To ride the old war-horse: It’s definition of insanity.
To quote Rand: “Potentially, a government is the most dangerous threat to man’s rights: it holds a legal monopoly on the use of physical force against legally disarmed victims. When unlimited and unrestricted by individual rights, a government is mans’ deadliest enemy. It is not as protection against private actions, but against governmental actions that the Bill of Rights was written” “The Virtue of Selfishness” Rand A 1961.
At least what we see with NUMSA et al is so far still the workings of a faltering, possibly wounded democracy but as we see the conflict growing, one should grasp the reality that unions such as NUMSA and all COSATU affiliates are frankly illegitimate unions where the individual is obliged to join (no freedom of association any longer) and the legal structures in the country recognise these unions: in other words the rights of the individuals have been subordinated to the rights of a “group” and as Rand says: "Any doctrine of group activities that does not recognise (in a real way my insertion) individual rights, is a doctrine of mob rule… The harvest will inevitably be unavoidable conflict, reduction of civil rights, gangsterism, mob rule, a move to absolutism.

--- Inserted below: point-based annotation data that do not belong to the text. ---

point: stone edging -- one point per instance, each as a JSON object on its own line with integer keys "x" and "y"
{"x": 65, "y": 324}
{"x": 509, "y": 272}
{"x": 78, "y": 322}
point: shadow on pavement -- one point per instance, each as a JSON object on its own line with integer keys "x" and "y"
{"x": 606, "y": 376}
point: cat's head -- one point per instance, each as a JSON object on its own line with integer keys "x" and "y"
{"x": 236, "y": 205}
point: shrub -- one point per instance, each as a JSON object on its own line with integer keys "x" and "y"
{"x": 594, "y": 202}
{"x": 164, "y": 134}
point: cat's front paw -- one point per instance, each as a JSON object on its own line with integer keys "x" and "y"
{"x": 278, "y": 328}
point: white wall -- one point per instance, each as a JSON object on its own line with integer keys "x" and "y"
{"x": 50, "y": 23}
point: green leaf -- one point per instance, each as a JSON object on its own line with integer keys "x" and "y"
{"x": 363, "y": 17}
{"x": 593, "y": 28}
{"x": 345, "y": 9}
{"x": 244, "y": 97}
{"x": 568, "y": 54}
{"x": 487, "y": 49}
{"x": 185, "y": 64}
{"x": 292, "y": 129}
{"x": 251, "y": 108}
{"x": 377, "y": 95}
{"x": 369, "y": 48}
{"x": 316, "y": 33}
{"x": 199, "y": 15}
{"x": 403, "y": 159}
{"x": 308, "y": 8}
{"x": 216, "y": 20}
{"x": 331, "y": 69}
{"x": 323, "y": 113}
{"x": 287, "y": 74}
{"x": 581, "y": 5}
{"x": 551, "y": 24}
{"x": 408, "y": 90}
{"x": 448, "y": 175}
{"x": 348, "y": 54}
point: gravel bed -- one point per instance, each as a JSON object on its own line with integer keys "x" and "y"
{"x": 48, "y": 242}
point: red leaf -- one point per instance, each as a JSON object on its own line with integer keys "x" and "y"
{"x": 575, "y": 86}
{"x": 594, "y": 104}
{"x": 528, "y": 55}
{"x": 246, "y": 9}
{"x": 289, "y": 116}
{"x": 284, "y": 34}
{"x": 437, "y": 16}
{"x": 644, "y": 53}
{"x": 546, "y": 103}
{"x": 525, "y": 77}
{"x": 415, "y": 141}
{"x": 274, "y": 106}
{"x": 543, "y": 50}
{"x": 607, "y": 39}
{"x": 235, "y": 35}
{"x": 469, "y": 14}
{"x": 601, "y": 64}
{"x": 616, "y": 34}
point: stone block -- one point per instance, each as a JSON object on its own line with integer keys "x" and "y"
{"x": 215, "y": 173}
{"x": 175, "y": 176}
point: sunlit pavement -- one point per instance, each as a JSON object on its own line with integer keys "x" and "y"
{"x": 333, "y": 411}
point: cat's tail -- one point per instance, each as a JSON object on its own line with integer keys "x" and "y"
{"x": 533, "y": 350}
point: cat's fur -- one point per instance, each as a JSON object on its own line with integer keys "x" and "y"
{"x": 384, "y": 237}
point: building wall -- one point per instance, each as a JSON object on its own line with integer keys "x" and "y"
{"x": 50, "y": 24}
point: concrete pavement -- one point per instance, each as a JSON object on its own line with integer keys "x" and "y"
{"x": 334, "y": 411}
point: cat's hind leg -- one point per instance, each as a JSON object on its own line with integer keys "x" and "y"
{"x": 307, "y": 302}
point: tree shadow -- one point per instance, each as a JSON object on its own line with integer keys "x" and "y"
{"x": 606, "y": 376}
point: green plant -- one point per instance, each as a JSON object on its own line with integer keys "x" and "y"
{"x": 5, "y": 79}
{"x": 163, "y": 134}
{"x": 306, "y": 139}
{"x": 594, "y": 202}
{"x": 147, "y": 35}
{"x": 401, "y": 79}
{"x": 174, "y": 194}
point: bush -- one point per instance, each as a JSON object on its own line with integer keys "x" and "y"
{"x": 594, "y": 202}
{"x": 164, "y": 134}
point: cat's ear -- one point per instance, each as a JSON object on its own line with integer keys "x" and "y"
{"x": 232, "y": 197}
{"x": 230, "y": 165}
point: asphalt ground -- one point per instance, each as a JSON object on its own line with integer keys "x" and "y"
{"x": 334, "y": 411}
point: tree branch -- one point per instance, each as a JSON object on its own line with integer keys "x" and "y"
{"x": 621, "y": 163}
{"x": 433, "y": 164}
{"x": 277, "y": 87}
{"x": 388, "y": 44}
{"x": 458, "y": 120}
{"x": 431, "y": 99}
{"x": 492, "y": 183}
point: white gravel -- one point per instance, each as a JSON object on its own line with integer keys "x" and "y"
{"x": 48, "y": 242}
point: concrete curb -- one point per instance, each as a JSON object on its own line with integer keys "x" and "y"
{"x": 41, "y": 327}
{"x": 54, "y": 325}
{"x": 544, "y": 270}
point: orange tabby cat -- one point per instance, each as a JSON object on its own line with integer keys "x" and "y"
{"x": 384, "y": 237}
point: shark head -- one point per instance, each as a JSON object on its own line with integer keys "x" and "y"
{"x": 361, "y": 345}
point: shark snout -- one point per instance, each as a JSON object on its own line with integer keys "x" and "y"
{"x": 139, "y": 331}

Don’t tell me your one of those.
I assume she knows a lot about politics and matters of economy. Why else would she have a national currency named after her?
A while ago Zuma or somebody said the ANC will rule till Jesus comes. Do the Cosatu split and the parliament circus mean he’s knocking on the door? The end is nigh! Take cover!
The great creating is nigh! 8)
Don’t tell me your one of those
Not sure which “those” you speak of. Objectivist? No: Capitalist? Yes: Philosopher? amateur: Communist/Socialist? absolutely bloody not!
I assume you are familiar with Rand’s works? Despite all the negative comments about her she was one of the last centuries’ more significant thinkers.
Ivo Vegter’s got an article in Daily Maveric http://www.dailymaverick.co.za/opinionista/2014-11-18-the-blockchain-how-atlas-will-shrug/#.VGtsfsmAPvM not about Rand, but a bit of that kind of thinking. I like the idea of Bitcoin myself. The idea that it’s not some government or big corporation somewhere that pulls the strings.
Was just teasing you a bit.
From the little I’ve read and heard about her and her work, I’m not sure I want to get more familiar.
If you can read with a critical mindset I actually recommend you do read it.
There is a lot of vitriol in the world about her works, some fair, but most not. A lot of the disdain for her works is pure ad-hominem, based on demonizing her as a person, instead of tackling the validity of her reasoning, which you’ll find quite rigorous. She was nothing if not thorough. In the very least, her works will get your brain gears turning, as she does tend to make a good point quite often. There are extremists on both sides of the debate who refuse to see the work as an impetus for further thought.
In that regard, I myself found it highly useful, sometimes the trick is not knowing the answer, but knowing which questions to ask.
Here’s a thought provoking YouTube article on her by Sven Molineuax: Atlas Shrugged came 2nd only to the Babble as having influenced most Americans and both her Fountainhead and Atlas Shrugged rated as #1 and #2 of world’s greatest 100 books of the 20th Century in 1998 beating Ulysses, The Grapes of Wrath etc. Not bad for a Russian lady who fled USSR and witnessed the pogroms etc. https://www.youtube.com/watch?v=t-2c7Keic_A
Obviously Americans would like the book. It’s got trains in it.